3.13 Following consultation, the company updated its commercial arrangement and submitted an updated analysis that incorporated the committee's preferred assumptions (see section 3.10 and section 3.12). The ICER is not reported here to protect the confidentiality of the commercial arrangement. The committee noted that the commercial arrangement reduces the ICER for atezolizumab plus nab‑paclitaxel compared with weekly paclitaxel. However, it remains above the range normally considered cost effective (that is, £20,000 to £30,000 per quality-adjusted life year [QALY] gained) for technologies that are not given special consideration as life-extending treatments for people with a short life expectancy.

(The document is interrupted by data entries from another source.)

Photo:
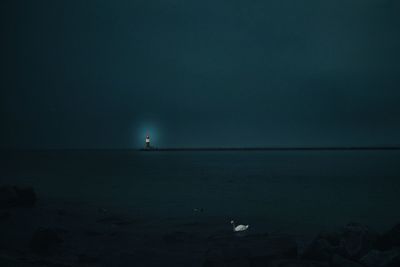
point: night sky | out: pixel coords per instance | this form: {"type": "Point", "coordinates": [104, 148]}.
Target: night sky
{"type": "Point", "coordinates": [100, 74]}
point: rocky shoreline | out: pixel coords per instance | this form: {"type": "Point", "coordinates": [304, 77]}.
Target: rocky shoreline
{"type": "Point", "coordinates": [34, 234]}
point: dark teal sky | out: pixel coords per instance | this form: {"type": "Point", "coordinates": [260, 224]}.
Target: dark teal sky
{"type": "Point", "coordinates": [99, 74]}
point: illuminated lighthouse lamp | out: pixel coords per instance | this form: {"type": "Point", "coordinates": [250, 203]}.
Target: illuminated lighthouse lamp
{"type": "Point", "coordinates": [147, 146]}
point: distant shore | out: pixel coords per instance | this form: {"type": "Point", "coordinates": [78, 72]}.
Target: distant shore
{"type": "Point", "coordinates": [269, 148]}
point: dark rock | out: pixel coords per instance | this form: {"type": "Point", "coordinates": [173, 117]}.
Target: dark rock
{"type": "Point", "coordinates": [45, 240]}
{"type": "Point", "coordinates": [389, 239]}
{"type": "Point", "coordinates": [339, 261]}
{"type": "Point", "coordinates": [356, 240]}
{"type": "Point", "coordinates": [85, 259]}
{"type": "Point", "coordinates": [320, 250]}
{"type": "Point", "coordinates": [252, 250]}
{"type": "Point", "coordinates": [376, 258]}
{"type": "Point", "coordinates": [178, 237]}
{"type": "Point", "coordinates": [15, 196]}
{"type": "Point", "coordinates": [352, 242]}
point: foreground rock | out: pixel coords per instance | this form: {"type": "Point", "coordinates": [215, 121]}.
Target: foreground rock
{"type": "Point", "coordinates": [253, 250]}
{"type": "Point", "coordinates": [376, 258]}
{"type": "Point", "coordinates": [352, 242]}
{"type": "Point", "coordinates": [16, 196]}
{"type": "Point", "coordinates": [45, 241]}
{"type": "Point", "coordinates": [390, 239]}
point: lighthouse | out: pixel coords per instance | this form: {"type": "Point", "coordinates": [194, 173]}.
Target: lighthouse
{"type": "Point", "coordinates": [147, 146]}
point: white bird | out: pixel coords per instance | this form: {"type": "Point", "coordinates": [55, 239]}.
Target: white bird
{"type": "Point", "coordinates": [240, 227]}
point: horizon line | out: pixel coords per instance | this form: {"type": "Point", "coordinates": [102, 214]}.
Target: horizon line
{"type": "Point", "coordinates": [268, 148]}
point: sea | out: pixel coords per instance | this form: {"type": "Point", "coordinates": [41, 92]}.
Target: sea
{"type": "Point", "coordinates": [272, 191]}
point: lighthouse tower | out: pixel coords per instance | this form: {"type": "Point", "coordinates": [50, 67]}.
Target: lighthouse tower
{"type": "Point", "coordinates": [147, 142]}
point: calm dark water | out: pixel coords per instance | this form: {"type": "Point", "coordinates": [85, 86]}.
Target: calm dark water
{"type": "Point", "coordinates": [283, 191]}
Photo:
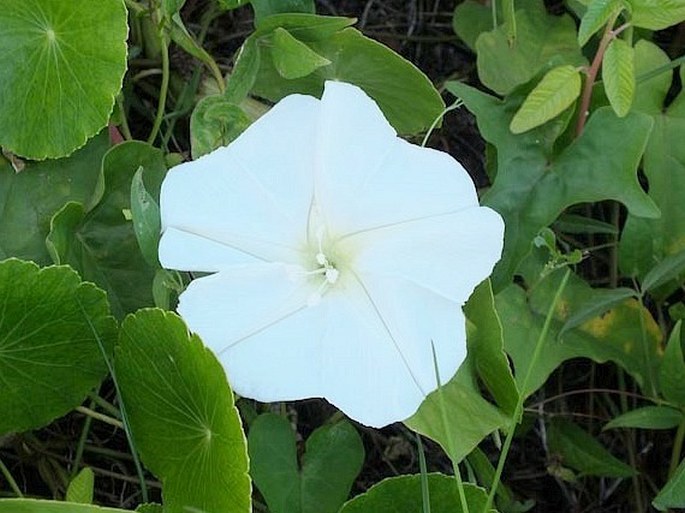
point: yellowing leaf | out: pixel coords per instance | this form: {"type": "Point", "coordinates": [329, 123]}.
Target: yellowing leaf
{"type": "Point", "coordinates": [618, 73]}
{"type": "Point", "coordinates": [557, 90]}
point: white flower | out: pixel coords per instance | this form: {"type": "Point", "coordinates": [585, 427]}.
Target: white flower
{"type": "Point", "coordinates": [341, 253]}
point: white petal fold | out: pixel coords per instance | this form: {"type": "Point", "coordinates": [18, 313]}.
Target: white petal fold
{"type": "Point", "coordinates": [253, 195]}
{"type": "Point", "coordinates": [448, 254]}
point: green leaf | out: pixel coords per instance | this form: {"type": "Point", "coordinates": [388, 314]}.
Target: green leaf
{"type": "Point", "coordinates": [101, 243]}
{"type": "Point", "coordinates": [645, 242]}
{"type": "Point", "coordinates": [536, 182]}
{"type": "Point", "coordinates": [601, 301]}
{"type": "Point", "coordinates": [51, 332]}
{"type": "Point", "coordinates": [486, 346]}
{"type": "Point", "coordinates": [463, 400]}
{"type": "Point", "coordinates": [647, 417]}
{"type": "Point", "coordinates": [402, 494]}
{"type": "Point", "coordinates": [80, 488]}
{"type": "Point", "coordinates": [215, 122]}
{"type": "Point", "coordinates": [673, 494]}
{"type": "Point", "coordinates": [618, 74]}
{"type": "Point", "coordinates": [598, 14]}
{"type": "Point", "coordinates": [61, 66]}
{"type": "Point", "coordinates": [43, 506]}
{"type": "Point", "coordinates": [29, 199]}
{"type": "Point", "coordinates": [244, 73]}
{"type": "Point", "coordinates": [672, 370]}
{"type": "Point", "coordinates": [579, 450]}
{"type": "Point", "coordinates": [656, 14]}
{"type": "Point", "coordinates": [615, 336]}
{"type": "Point", "coordinates": [266, 8]}
{"type": "Point", "coordinates": [182, 416]}
{"type": "Point", "coordinates": [405, 95]}
{"type": "Point", "coordinates": [146, 220]}
{"type": "Point", "coordinates": [542, 39]}
{"type": "Point", "coordinates": [293, 58]}
{"type": "Point", "coordinates": [227, 5]}
{"type": "Point", "coordinates": [572, 223]}
{"type": "Point", "coordinates": [556, 92]}
{"type": "Point", "coordinates": [333, 457]}
{"type": "Point", "coordinates": [668, 269]}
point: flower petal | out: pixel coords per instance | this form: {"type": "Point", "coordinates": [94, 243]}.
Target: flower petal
{"type": "Point", "coordinates": [448, 254]}
{"type": "Point", "coordinates": [257, 321]}
{"type": "Point", "coordinates": [368, 177]}
{"type": "Point", "coordinates": [377, 353]}
{"type": "Point", "coordinates": [253, 195]}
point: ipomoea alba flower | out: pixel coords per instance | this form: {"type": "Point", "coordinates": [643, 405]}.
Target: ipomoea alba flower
{"type": "Point", "coordinates": [341, 253]}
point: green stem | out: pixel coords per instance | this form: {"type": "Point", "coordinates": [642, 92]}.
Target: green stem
{"type": "Point", "coordinates": [425, 492]}
{"type": "Point", "coordinates": [448, 435]}
{"type": "Point", "coordinates": [13, 484]}
{"type": "Point", "coordinates": [677, 449]}
{"type": "Point", "coordinates": [518, 411]}
{"type": "Point", "coordinates": [164, 89]}
{"type": "Point", "coordinates": [126, 424]}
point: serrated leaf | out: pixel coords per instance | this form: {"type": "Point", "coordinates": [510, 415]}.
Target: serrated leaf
{"type": "Point", "coordinates": [672, 370]}
{"type": "Point", "coordinates": [673, 494]}
{"type": "Point", "coordinates": [530, 190]}
{"type": "Point", "coordinates": [601, 301]}
{"type": "Point", "coordinates": [61, 66]}
{"type": "Point", "coordinates": [647, 417]}
{"type": "Point", "coordinates": [597, 15]}
{"type": "Point", "coordinates": [293, 58]}
{"type": "Point", "coordinates": [51, 331]}
{"type": "Point", "coordinates": [542, 38]}
{"type": "Point", "coordinates": [44, 506]}
{"type": "Point", "coordinates": [656, 14]}
{"type": "Point", "coordinates": [618, 75]}
{"type": "Point", "coordinates": [100, 243]}
{"type": "Point", "coordinates": [215, 122]}
{"type": "Point", "coordinates": [402, 494]}
{"type": "Point", "coordinates": [333, 457]}
{"type": "Point", "coordinates": [557, 91]}
{"type": "Point", "coordinates": [182, 415]}
{"type": "Point", "coordinates": [668, 269]}
{"type": "Point", "coordinates": [80, 488]}
{"type": "Point", "coordinates": [29, 199]}
{"type": "Point", "coordinates": [580, 451]}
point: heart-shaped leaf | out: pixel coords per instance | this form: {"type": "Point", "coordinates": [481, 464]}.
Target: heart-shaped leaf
{"type": "Point", "coordinates": [333, 457]}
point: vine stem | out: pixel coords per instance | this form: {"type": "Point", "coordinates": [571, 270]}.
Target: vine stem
{"type": "Point", "coordinates": [677, 449]}
{"type": "Point", "coordinates": [518, 411]}
{"type": "Point", "coordinates": [161, 105]}
{"type": "Point", "coordinates": [609, 35]}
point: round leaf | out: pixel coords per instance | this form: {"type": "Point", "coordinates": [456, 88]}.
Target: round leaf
{"type": "Point", "coordinates": [61, 65]}
{"type": "Point", "coordinates": [51, 328]}
{"type": "Point", "coordinates": [181, 411]}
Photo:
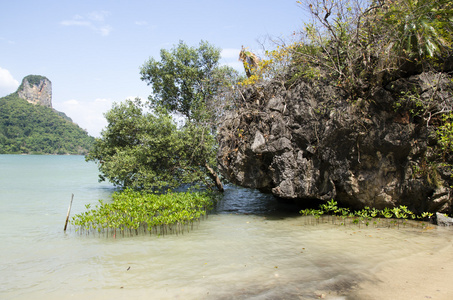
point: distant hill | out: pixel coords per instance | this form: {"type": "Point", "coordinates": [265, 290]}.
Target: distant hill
{"type": "Point", "coordinates": [31, 128]}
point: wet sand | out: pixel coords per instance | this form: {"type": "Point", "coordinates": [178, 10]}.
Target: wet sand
{"type": "Point", "coordinates": [427, 275]}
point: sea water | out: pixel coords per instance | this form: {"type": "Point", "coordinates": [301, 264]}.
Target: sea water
{"type": "Point", "coordinates": [250, 247]}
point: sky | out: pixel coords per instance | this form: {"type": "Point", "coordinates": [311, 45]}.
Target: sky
{"type": "Point", "coordinates": [92, 51]}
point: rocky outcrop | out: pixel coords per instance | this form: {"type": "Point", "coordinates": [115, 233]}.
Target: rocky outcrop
{"type": "Point", "coordinates": [36, 90]}
{"type": "Point", "coordinates": [309, 142]}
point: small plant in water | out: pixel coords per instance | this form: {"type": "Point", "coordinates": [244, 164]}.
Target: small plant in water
{"type": "Point", "coordinates": [395, 216]}
{"type": "Point", "coordinates": [132, 213]}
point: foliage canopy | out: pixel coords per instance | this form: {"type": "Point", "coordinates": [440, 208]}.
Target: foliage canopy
{"type": "Point", "coordinates": [147, 150]}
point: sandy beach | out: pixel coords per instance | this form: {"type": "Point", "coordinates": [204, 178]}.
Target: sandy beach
{"type": "Point", "coordinates": [427, 275]}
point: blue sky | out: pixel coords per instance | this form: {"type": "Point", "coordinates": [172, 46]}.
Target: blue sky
{"type": "Point", "coordinates": [92, 50]}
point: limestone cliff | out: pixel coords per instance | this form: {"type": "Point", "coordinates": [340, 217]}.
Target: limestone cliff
{"type": "Point", "coordinates": [36, 90]}
{"type": "Point", "coordinates": [308, 141]}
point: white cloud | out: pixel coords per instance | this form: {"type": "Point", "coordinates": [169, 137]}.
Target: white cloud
{"type": "Point", "coordinates": [141, 23]}
{"type": "Point", "coordinates": [88, 115]}
{"type": "Point", "coordinates": [94, 21]}
{"type": "Point", "coordinates": [98, 16]}
{"type": "Point", "coordinates": [8, 84]}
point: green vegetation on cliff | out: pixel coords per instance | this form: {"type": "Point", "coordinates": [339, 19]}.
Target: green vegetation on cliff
{"type": "Point", "coordinates": [35, 129]}
{"type": "Point", "coordinates": [32, 80]}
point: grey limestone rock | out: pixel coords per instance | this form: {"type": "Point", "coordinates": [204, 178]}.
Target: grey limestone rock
{"type": "Point", "coordinates": [37, 91]}
{"type": "Point", "coordinates": [310, 142]}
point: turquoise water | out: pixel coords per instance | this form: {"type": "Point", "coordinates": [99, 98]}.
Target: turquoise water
{"type": "Point", "coordinates": [250, 247]}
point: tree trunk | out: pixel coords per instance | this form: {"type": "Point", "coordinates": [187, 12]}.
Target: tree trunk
{"type": "Point", "coordinates": [215, 178]}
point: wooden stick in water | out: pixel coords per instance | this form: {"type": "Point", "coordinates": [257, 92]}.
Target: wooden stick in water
{"type": "Point", "coordinates": [69, 210]}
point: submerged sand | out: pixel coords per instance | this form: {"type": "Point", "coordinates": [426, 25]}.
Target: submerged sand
{"type": "Point", "coordinates": [427, 275]}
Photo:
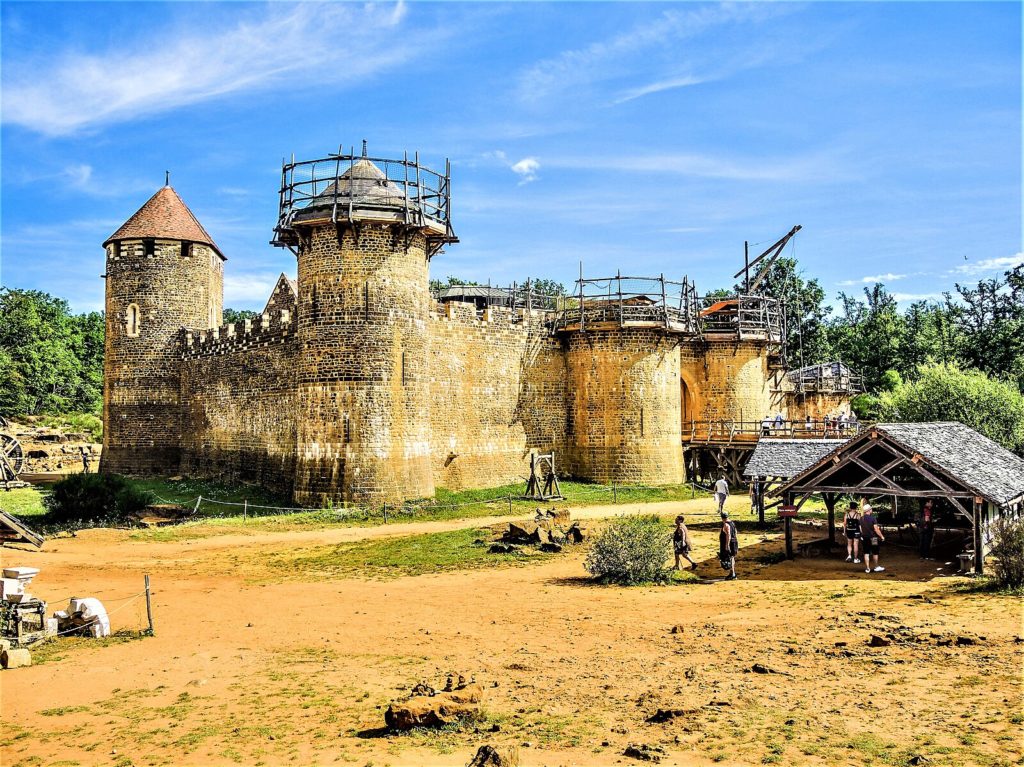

3.14 The committee considered the advice about life-extending treatments for people with a short life expectancy in NICE's guide to the methods of technology appraisal. It considered that all scenario analyses presented by the company and the ERG indicated that atezolizumab plus nab‑paclitaxel offers more than 3 months' extension to life in a population that has a life expectancy of less than 24 months. Therefore, it concluded that atezolizumab plus nab‑paclitaxel fulfils the end-of-life criteria.
3.15 The company and clinical experts considered atezolizumab plus nab‑paclitaxel to be innovative, and a major breakthrough in managing triple-negative breast cancer. It is the first treatment to substantially improve outcomes compared with chemotherapy in this population. However, the committee considered that all relevant benefits associated with the drug were adequately captured in the model.
Atezolizumab plus nab-paclitaxel is recommended for PD-L1-positive, triple-negative advanced breast cancer
3.16 Clinical trial evidence has shown that atezolizumab plus nab‑paclitaxel increases progression-free survival and suggests it could increase overall survival compared with placebo plus nab‑paclitaxel. When the updated commercial offer and the greater weight assigned to QALYs at the end of life are taken into account, the ICER is acceptable. Therefore, atezolizumab plus nab‑paclitaxel is recommended for PD‑L1‑positive, triple-negative advanced breast cancer.